I’m proud to say that after many mini-streaks, I’ve finally made it to 90 days!! (End of day Friday to be exact, but there’s no way I’m blowing the last three days!). It’s been a long journey, and I’ve come to realize that it’s only the beginning of an even longer journey, maybe a lifetime one. As of now, I’ll probably go for a year, maybe set an immediate goal at 120 days.
I feel great. I feel better than I’ve felt in years. And I want to thank this community for being there and providing great support to me and everyone else. Men, and women, we can do this!!! Keep pushing, it’s worth it. You’re worth it.
I just wanted to say how great this community is. When I was at some of my lowest points with porn addiction, this community gave me a great place to be accepted and dig myself out of my depression.

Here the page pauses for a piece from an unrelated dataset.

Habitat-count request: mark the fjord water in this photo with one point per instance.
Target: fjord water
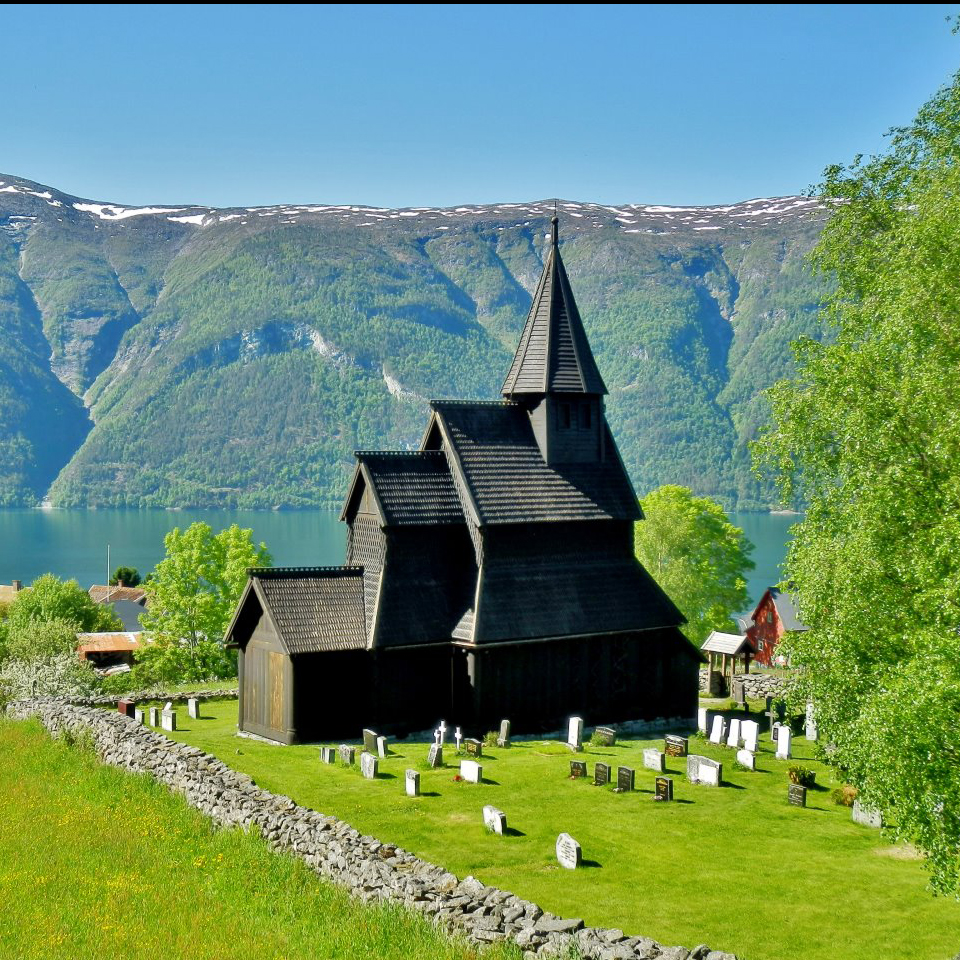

I had hit 30 days and even 45 days so many times, and felt on top of the world. It was great to be able to encourage others the way so many had encouraged me. But one way or another, I would “take a quick peak” or think “erotic stories aren’t porn, it’s okay” or whatever else my lizard brain/monkey mind/shadow self/ego could come up with, and I would slip up again and again. And then I’d go on a bender, even if it was just for a few hours, and eventually the depression, low energy and shame would kick in all over again. I’m sure many of us know what I’m talking about.